Army’s demand for GenAI surging, with focus on integration

“We got more people at the gates than we can handle right now. We’re just making sure we set a foundation that makes sense," Army CIO Leonel Garciga said.

Demand for generative artificial intelligence is surging within the Army — in fact, Army leaders are having to put a bit of an “appetite suppressant” on it. In the early stages of GenAI adoption, the service supported teams with organic AI skillsets, but without the necessary business process expertise, resourcing quickly became an issue.

Now, the Army is focused on building a strong foundation for GenAI adoption servicewide, including having cost containment strategies and clear processes to help soldiers and civilian employees integrate GenAI into their work more strategically.

Due to some early successes of using large language models, however, Army leaders now say they are now noticing organizations tend to “jump to this as the answer” without fully understanding whether the technology is the most suitable option.

“We got more people at the gates than we can handle right now. We’re just making sure we set a foundation that makes sense and that  one, we can help people make sure that they don’t jump in there, run out of money and not get what they’re looking for. Two, leverage models that aren’t going to be supportive of their requirements,  which will be disappointing. Or three, I think the bigger thing is to start leveraging technology that really doesn’t augment the kind of work that they’re doing. So we’re trying to balance all that right now,” Army Chief Information Officer Leonel Garciga told Federal News Network.

Earlier this month, the Army deployed generative AI capability to its secure cloud cArmy.
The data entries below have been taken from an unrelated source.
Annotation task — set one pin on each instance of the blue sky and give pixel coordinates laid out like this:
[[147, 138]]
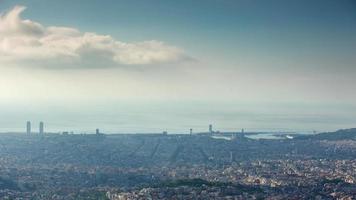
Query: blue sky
[[286, 59], [227, 27]]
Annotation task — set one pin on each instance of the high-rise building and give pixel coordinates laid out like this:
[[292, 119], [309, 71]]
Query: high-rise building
[[28, 127], [41, 127], [210, 128]]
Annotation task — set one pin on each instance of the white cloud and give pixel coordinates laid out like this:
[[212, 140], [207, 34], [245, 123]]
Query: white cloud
[[26, 41]]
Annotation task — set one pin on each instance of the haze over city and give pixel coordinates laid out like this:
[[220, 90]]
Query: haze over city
[[134, 66], [168, 100]]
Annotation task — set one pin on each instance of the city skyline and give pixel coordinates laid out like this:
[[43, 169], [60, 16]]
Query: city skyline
[[259, 65]]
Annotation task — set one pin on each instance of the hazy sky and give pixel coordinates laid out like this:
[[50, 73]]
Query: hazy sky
[[233, 61]]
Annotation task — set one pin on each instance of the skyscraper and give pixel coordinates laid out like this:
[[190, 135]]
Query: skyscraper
[[28, 127], [41, 131]]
Developed by Ask Sage, the platform allows soldiers and civilian employees to securely access Azure Gov OpenAI services, enabling them to apply OpenAI models to existing Army data.
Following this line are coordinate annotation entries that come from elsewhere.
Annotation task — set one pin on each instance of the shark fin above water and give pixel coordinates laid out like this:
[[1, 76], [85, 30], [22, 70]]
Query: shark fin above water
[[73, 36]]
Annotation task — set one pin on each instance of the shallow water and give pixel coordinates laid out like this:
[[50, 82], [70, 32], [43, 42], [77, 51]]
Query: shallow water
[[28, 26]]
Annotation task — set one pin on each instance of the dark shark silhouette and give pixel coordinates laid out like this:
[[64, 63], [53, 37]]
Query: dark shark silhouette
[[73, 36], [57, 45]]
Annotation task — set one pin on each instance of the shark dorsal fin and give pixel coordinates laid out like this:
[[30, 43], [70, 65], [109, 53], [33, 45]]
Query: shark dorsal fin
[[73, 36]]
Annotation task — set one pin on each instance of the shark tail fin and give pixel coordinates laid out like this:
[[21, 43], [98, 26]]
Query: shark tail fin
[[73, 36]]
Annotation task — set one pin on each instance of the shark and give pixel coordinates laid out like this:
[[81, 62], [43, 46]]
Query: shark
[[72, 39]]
The platform, however, doesn’t just support one language model — a key feature of Ask Sage is that users can swap between models without having to retrain their data.
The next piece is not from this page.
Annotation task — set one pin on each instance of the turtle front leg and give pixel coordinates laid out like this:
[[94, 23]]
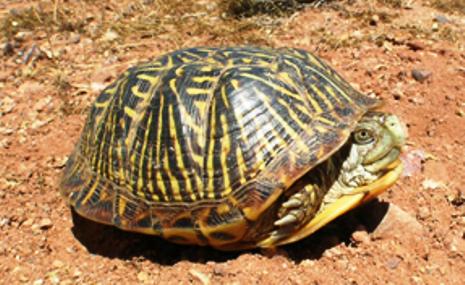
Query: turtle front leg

The platform also comes with existing plugins and agents that users can immediately deploy without having to “reinvent the wheel.”

“You want to be able to understand the benefits of each model and be able to swap without getting locked into one provider. And because Ask Sage can run on anywhere and we deploy it on cArmy at Impact Level 5, and we can do it on Amazon, on Azure, on Google, but we also support 150 models with text, images, videos and audio — that gives a lot of options for the teams,” said Ask Sage CEO Nic Chaillan, who served as the Air Force’s first chief software officer from 2019 to 2021.

The new software is already helping the Army with software development, acquisition, cybersecurity and, even, aviation safety.

The Army Contracting Command, for instance, is already exploring how to use AI to write better contracts, identify commonalities across contracts and find opportunities to integrate with the broader contracting community and the defense industrial base.

“Just their first couple of runs, definitely got a lot of great feedback from Army Contracting Command on where they’re making some strides on understanding conflicts within contracts that they hadn’t seen before. We’ve been able to actually take that and turn that into some decisions and some changes to contracts, which, in the end, both save the government money and make it more efficient for the vendor to deliver,” said Garciga.

The Army has also seen immediate benefits in how its legal teams handle new policies and regulations. The software is already helping legal teams quickly sift through federal law and existing Army and DoD policies, which reduces manual work and significantly speeds up legal review.

And as the use cases continue to bubble up, one key takeaway has been the importance of using cloud-native application programming interfaces (APIs) for base models, which often come with built-in safeguards that ensure ethical use of the technology, said Garciga.

Additionally, centralizing data libraries and models has proven to be cost-effective — it helps the Army avoid duplicating efforts across different systems and paying multiple times for the same data.

“One of the challenges of bouncing from model to model, and maybe even across cloud vendors has been replicating the data and paying for it a couple of times. We’ve been working a lot to make sure we understand what that looks like and how we maximize this idea of having centralized libraries or curated topics or even domains of documents, so we’re not replicating the data and paying for it,” said Garciga.

And developing personas—profiles of different users, such as policy analysts or resource managers— is helping the service streamline the learning curve for new AI adopters when expanding the use of AI tools to more people.

“Our goal here is to continue with these proofs of concepts over the next couple of months, really start understanding this space enough that’s going to drive a requirement, which eventually, at some point, will drive some acquisitions. I think just from what we’re learning right now, the good thing about this space is that nobody’s doing a one-size-fits-all right. There’s so much work out here and opportunity, I think it’s going to be up to us to make sure that we’ve got the right use cases, and we’re really disciplined in how we compete to get our partners to work with us,” said Garciga.